I don't think it's 'tolerance of ambiguity' to be able to see it otherwise, but engaging in holding two contradictory ideas.
XBF (who btw saw himself as very enlightened

) kept telling me that he could have two equal relationships, that my being a girlfriend and her being a wife had no impact on me, that I would be like any other girlfriend and absolutely 100% never ever ever 'second.'
...
When push came to shove, he admitted that his wife and marriage were his 'priority.' Words mean something. If X is the priority, Y, by definition is not. He should have been honest about that much earlier in the relationship, instead of engaging in word games with me and trying to convince me I was somehow an equal priority and importance in his life.
Thank you for writing this - I really feel like I'm either stupid or crazy sometimes trying to understand poly
Maybe people lose sight of the difference between *love* and *logistics*. You can love two people at the same time - even the same amount! - but time and energy are finite.
I struggle sometimes because I still see Dag's problems as, well, *Dag's* problems. While I see any issue Andy has as *our* problem. A lot of that is the inevitable result of being entangled with one partner and not the other. If Dag loses his wallet, I'm sympathetic, I can offer advice... But it doesn't directly affect me, and there's nothing I can really do. If Andy loses his? Well, shit, that's also my bank account and credit at risk. And I can call credit card companies, health insurance, etc, to get replacement cards, log in to all his accounts, etc.
Sometimes it's just a matter of, with friends and non escalator relationships, you don't *know* everything.

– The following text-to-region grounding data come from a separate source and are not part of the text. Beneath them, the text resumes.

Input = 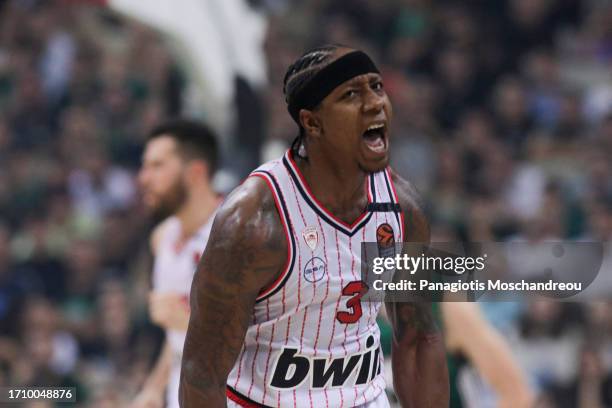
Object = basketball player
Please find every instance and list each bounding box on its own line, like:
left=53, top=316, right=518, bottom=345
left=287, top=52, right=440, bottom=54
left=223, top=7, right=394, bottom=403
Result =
left=180, top=45, right=449, bottom=407
left=439, top=303, right=533, bottom=408
left=132, top=119, right=220, bottom=408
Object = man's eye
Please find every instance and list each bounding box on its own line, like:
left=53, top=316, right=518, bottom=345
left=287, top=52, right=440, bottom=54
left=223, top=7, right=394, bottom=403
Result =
left=372, top=82, right=384, bottom=91
left=344, top=90, right=357, bottom=98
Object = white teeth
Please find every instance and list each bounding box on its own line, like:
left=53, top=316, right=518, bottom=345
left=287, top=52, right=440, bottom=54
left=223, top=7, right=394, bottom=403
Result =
left=367, top=123, right=384, bottom=131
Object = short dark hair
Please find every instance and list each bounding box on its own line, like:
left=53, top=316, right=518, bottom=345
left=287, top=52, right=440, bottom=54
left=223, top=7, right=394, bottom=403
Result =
left=148, top=118, right=219, bottom=176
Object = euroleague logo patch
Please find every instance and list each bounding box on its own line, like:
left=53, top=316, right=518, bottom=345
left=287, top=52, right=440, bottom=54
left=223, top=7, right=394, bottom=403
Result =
left=376, top=223, right=396, bottom=258
left=303, top=257, right=326, bottom=283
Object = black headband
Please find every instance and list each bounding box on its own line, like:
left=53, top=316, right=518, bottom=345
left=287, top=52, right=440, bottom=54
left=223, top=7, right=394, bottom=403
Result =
left=287, top=50, right=380, bottom=123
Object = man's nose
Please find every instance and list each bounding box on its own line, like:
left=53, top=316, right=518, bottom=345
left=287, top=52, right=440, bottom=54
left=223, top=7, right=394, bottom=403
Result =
left=363, top=90, right=384, bottom=113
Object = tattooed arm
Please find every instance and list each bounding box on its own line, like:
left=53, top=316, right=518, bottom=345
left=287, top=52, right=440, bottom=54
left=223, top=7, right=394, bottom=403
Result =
left=179, top=177, right=287, bottom=407
left=386, top=170, right=449, bottom=408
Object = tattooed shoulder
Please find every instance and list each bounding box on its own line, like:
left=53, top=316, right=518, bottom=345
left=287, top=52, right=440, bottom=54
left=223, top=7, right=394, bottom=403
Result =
left=180, top=176, right=288, bottom=405
left=197, top=176, right=288, bottom=296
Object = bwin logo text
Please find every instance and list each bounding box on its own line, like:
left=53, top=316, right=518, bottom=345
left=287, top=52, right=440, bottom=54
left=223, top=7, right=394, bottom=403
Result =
left=269, top=336, right=381, bottom=390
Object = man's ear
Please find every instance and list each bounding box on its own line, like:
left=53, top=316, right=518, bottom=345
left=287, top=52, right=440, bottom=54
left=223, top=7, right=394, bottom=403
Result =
left=184, top=160, right=209, bottom=185
left=299, top=109, right=322, bottom=138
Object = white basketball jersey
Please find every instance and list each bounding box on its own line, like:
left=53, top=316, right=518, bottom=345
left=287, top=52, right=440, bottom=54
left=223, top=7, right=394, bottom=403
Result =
left=153, top=215, right=215, bottom=356
left=227, top=150, right=404, bottom=408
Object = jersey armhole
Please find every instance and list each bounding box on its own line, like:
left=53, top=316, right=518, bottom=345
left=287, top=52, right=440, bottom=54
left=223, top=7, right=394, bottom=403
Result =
left=249, top=172, right=296, bottom=303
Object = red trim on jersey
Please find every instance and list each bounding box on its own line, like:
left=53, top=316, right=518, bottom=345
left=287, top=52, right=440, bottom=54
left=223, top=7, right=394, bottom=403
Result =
left=286, top=150, right=372, bottom=230
left=250, top=173, right=293, bottom=301
left=226, top=386, right=270, bottom=408
left=385, top=167, right=405, bottom=242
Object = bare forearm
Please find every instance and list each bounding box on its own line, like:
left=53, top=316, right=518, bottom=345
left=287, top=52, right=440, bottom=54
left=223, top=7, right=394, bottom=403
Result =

I have to ask Dag what I can do to help if there's a problem, ask when he's free to meet up, ask what's going on in his day. Whereas when you live with someone... you almost get all that by osmosis. It's simpler and easier to schedule stuff, help out, find time together.
I know some poly people are determined to do the hard work to make escalator and non escalator relationships feel equal and balanced. I'm sure many do manage it. I just... I do not feel up to that task, I guess. Maybe it will happen naturally once Dag and I have been together longer. But I definitely don't feel I can *promise* that to Dag, or anyone. I feel like it would be really shitty of me to pretend otherwise.
In your case, since you have really close friends and especially if you allow for romance with friends, maybe there is no "gap" to fit a boyfriend relationship in.
The difference between FWB and boyfriend? 100 people 100 words. For me, it's romance or the debth of it. I am not likely to call someone I have fallen in love with a boyfriend. That means, along with other things, I will miss him terribly if we don't meet for a week. Also, I am more likely to place expectations like "sure he can make time for me", or "sure he can help me move" on them (perhaps unfair, but that's how I work). FWB is a friend I have sex with

, so I will meet him how often convenient to both and place less expectations.
I think this is a really good analysis. I do have a few casual friendships, but when I use the word "friend", I'm talking about the half dozen or so closest people in my life. And other than sex, there's really not a difference between how those relationships and my relationships with "boyfriends". I have the same level of expectations, the same feelings of obligation. I actually would be more hurt if my long-time friends failed to come through in a crisis than if Dag did... we just have a longer tradition of showing up for each other in that way.
The other big puzzle piece is that I have a hard time defining "romance" and "falling in love". When I think romance, I think weddings

The stuff other people point to - NRE, butterflies, that feeling of needing to see someone constantly, or craving physical contact with them - I get that with friends, all the time. I just don't necessarily want sex with them.
(Like, I have crazy K cravings right now, and she is out of town for the second weekend in a row, and it sucks

I miss her energy, her vibe, her laugh, her hugs, her everything, I am like a junkie who needs a hit of my friend right now. It's the same way I miss Dag when I don't see him enough.)
Someone I saw only when the stars aligned would probably not feel like a FWB to me, because if they didn't prioritize me at all, I wouldn't consider them a real friend. Maybe I'd see that as a fuck buddy? Although, honestly, if I didn't feel like I could count on seeing someone regularly and knowing I was at least kinda important, I doubt I'd feel comfortable having sex with them anyway.